Intercity – make the going easy
Maybe it’s been sorted now, but a few weeks ago if you travelled by rail from Newcastle to York and on LNER services, seat reservations were compulsory, on Cross Country you could sit anywhere and on Trans Pennine Express it was like full lockdown never ended – two metre distancing and the bare minimum of seats on offer per carriage. The exciting world of consumer choice now extends to the approach to a pandemic it seems. The railways’ bizarre bazaar of make believe ‘big four’ branding, pot luck fares and take your pick public health tactics looks like an increasingly strange and strained indulgence when the whole thing is an artifice propped up and puppeteered from Whitehall with public money. Never mind the legions of lawyers, economists and consultants that the taxpayer pays for to keep up the front of house pretence that the railways are a dynamic, competitive and private sector market.
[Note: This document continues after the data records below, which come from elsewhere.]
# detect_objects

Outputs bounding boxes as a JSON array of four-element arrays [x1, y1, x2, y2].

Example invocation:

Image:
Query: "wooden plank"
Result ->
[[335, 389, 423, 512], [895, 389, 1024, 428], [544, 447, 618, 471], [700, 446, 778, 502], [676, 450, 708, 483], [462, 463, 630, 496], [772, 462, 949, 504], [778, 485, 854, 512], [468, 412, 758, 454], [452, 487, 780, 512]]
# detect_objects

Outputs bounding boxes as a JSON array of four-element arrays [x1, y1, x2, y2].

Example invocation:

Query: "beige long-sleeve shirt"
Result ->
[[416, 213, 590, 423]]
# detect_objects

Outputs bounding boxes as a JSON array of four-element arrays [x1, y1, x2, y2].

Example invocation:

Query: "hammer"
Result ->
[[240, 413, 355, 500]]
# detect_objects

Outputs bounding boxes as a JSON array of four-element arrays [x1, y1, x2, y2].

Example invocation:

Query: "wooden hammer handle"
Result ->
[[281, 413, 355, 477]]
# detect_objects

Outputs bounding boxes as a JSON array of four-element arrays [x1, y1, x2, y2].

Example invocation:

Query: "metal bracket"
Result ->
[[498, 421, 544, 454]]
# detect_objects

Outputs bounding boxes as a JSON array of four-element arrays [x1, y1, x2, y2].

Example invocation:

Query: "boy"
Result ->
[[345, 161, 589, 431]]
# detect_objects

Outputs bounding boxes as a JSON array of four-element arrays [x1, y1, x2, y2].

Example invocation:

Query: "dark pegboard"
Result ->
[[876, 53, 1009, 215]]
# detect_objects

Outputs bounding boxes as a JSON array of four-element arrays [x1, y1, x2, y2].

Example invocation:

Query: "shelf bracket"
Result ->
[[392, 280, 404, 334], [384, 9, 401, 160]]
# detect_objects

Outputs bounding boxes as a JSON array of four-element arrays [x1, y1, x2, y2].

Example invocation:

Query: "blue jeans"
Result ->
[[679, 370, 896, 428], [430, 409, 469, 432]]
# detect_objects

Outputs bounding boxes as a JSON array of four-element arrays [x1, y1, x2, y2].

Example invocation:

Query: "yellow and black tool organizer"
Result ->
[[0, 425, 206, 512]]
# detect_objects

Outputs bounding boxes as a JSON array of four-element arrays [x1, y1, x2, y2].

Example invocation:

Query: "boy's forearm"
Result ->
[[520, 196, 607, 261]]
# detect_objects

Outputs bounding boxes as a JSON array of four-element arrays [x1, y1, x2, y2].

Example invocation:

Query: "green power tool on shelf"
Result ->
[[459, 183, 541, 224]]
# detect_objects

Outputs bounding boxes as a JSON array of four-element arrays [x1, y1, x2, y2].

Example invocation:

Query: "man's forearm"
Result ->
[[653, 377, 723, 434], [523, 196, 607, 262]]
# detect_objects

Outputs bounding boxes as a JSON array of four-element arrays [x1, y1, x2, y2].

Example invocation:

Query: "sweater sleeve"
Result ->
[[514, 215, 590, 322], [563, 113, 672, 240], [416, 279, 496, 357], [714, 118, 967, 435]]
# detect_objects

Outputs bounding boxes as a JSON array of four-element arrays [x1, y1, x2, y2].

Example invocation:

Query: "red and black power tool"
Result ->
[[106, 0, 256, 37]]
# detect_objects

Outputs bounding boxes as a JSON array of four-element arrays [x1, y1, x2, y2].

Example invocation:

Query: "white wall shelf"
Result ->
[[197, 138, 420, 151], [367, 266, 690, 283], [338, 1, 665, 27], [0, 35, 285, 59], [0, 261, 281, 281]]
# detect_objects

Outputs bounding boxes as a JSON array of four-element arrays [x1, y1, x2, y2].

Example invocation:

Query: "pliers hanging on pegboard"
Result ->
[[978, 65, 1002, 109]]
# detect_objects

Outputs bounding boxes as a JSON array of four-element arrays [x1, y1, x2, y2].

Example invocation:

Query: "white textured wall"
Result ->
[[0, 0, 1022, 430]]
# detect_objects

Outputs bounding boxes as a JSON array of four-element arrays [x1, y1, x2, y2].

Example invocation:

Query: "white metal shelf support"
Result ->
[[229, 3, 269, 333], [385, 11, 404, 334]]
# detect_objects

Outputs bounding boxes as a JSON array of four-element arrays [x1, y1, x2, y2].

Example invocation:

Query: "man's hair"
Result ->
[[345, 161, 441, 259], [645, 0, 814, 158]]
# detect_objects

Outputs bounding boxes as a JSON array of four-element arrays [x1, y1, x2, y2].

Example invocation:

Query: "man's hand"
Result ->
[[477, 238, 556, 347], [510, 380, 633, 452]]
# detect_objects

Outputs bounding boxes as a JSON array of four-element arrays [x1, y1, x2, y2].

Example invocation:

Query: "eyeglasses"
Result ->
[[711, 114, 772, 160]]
With patronage hammered by COVID-19 the fight back is going to be tough for rail as it is, so why waste time and money perpetuating this expensive fiction when you could cut through it all by recreating a national intercity network again. Guaranteed frequencies for the nations’ major cities on a more consistent basis, straightforward long distance fares and intercity a big player on the national travel scene again. This is something that you could market and promote the hell out of, get your story straight for the twists and turns of the pandemic to come, and sell on the basis of the environmental credentials that people do care about rather than make believe identities that nobody cares about.